It’s been called ‘the cruelest rule in Olympic sports’
The gold-medal winners at the 2016 Summer Olympic Games in Rio get all of the headlines, but for every medalist there are many more that suffer crushing defeat after years of training, travelling, and personal sacrifice. But possibly the saddest example of the agony of defeat happened last night when 21-year-old French hurdler Wilhem Belocian was disqualified in the 110-meter hurdles after a single false start. It’s a rule The Washington Post dubbed the “cruelest rule in Olympic sports.”
Belocian had the third fastest season among the nine runners in the heat. If he wasn’t disqualified, it was likely he would have advanced to today’s semi final. After realizing his disqualification, Belocian reacted immediately by throwing his hands up to his face and then fell to his knees and slammed his fist into the ground. After one false move, he was eliminated from competition and would soon have to confront the fact that the years of effort that led to that moment had been in vain.

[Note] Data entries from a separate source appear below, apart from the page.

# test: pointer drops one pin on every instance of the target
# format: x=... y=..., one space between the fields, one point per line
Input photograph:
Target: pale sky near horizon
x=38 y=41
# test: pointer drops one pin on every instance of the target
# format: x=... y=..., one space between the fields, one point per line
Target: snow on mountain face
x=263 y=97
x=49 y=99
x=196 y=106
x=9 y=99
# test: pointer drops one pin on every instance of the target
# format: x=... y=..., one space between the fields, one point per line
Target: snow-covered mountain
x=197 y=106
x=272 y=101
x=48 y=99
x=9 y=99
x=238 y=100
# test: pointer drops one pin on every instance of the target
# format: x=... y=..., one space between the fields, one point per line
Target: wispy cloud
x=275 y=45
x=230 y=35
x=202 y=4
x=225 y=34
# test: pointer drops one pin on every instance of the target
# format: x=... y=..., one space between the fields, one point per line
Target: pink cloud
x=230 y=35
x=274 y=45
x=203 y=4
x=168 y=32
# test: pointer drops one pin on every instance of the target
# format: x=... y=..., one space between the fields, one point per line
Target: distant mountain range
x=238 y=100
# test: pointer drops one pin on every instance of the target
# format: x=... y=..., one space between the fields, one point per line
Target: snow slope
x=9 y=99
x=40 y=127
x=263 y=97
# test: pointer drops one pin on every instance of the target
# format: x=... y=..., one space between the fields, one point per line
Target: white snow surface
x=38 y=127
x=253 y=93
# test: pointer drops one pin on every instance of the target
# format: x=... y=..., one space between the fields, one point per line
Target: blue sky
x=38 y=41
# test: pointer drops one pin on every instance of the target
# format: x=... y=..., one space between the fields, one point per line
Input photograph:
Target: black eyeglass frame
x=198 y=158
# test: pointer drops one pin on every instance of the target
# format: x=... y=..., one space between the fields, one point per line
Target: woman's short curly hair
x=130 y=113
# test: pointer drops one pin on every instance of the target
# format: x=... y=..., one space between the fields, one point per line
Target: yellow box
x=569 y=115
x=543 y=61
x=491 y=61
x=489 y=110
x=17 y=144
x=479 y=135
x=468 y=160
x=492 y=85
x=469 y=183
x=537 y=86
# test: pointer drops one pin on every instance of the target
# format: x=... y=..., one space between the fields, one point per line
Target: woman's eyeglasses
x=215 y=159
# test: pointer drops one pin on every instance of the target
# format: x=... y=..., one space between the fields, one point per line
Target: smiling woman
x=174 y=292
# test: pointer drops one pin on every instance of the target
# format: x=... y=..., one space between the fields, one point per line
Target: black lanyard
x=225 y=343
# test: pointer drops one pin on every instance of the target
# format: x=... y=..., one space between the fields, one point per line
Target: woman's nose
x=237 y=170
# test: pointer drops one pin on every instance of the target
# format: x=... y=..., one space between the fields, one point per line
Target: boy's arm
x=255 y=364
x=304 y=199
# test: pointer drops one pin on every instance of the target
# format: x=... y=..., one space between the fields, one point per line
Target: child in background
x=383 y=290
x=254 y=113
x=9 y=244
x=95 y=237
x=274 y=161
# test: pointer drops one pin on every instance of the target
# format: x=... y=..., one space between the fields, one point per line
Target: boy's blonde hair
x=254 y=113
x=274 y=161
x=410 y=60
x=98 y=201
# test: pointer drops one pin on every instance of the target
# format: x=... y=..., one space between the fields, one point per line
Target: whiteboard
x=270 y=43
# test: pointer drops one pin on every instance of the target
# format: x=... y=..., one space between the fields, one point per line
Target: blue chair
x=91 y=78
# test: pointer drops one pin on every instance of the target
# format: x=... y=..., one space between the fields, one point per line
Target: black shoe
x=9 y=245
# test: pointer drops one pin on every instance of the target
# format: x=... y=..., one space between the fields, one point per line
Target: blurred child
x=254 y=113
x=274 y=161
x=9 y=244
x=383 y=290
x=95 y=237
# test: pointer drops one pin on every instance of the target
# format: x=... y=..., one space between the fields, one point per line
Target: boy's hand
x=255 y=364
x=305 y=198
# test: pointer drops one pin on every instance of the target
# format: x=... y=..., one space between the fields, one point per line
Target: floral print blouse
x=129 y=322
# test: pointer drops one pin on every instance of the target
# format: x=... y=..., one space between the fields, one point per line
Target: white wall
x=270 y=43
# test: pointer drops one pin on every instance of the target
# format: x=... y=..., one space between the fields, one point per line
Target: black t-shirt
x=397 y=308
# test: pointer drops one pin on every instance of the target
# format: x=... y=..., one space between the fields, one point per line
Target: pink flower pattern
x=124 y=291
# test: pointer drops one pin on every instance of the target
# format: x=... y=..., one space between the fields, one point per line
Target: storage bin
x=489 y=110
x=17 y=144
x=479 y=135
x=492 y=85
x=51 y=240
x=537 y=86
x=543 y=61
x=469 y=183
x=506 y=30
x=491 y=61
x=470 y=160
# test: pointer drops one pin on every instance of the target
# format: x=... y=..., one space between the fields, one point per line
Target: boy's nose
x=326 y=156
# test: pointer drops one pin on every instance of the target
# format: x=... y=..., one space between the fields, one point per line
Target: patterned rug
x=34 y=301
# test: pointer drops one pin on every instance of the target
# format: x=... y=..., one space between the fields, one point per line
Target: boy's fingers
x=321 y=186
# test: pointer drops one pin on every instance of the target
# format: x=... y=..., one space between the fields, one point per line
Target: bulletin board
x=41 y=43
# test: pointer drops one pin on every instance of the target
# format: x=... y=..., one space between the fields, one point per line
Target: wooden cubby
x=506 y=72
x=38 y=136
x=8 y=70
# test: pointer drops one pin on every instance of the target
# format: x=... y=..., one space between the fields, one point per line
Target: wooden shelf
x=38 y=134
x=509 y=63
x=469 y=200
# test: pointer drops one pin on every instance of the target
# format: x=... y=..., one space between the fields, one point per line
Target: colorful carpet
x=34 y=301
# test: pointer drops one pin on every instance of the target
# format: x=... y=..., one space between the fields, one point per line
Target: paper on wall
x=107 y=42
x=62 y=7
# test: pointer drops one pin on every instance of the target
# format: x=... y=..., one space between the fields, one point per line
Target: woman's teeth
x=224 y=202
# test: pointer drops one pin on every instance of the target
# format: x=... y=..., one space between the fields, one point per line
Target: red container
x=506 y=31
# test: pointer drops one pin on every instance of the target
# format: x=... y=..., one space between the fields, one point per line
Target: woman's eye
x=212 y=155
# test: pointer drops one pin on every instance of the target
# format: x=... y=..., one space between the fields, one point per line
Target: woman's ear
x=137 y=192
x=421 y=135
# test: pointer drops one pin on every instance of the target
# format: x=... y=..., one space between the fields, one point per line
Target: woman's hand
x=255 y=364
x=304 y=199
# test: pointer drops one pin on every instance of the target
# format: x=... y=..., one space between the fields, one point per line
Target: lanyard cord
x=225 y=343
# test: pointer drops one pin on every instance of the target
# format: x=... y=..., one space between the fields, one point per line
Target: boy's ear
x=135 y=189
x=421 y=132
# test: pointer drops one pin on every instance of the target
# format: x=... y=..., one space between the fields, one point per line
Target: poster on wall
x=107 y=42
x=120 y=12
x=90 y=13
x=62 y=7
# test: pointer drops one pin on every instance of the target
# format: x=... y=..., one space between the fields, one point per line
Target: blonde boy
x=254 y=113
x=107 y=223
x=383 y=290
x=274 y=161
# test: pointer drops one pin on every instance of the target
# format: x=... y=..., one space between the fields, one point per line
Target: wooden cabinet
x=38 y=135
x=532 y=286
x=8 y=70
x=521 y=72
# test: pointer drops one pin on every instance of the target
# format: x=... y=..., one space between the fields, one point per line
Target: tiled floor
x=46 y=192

Hurdlers weren’t always disqualified for a single false start. Before the rule was changed six years ago, in the event of a false start, the entire field was given a warning, and the next runner to jump the pistol was disqualified. But after slower runners used the rule to try and get a competitive edge, the frequency of false starts slowed down track meets, and caused television broadcasts to overrun their time slots. This resulted in a rule change that will affect Belocian’s life forever.
Belocian’s despondent reaction to the disqualification broke the hearts of millions watching the games and left many demanding a rule change.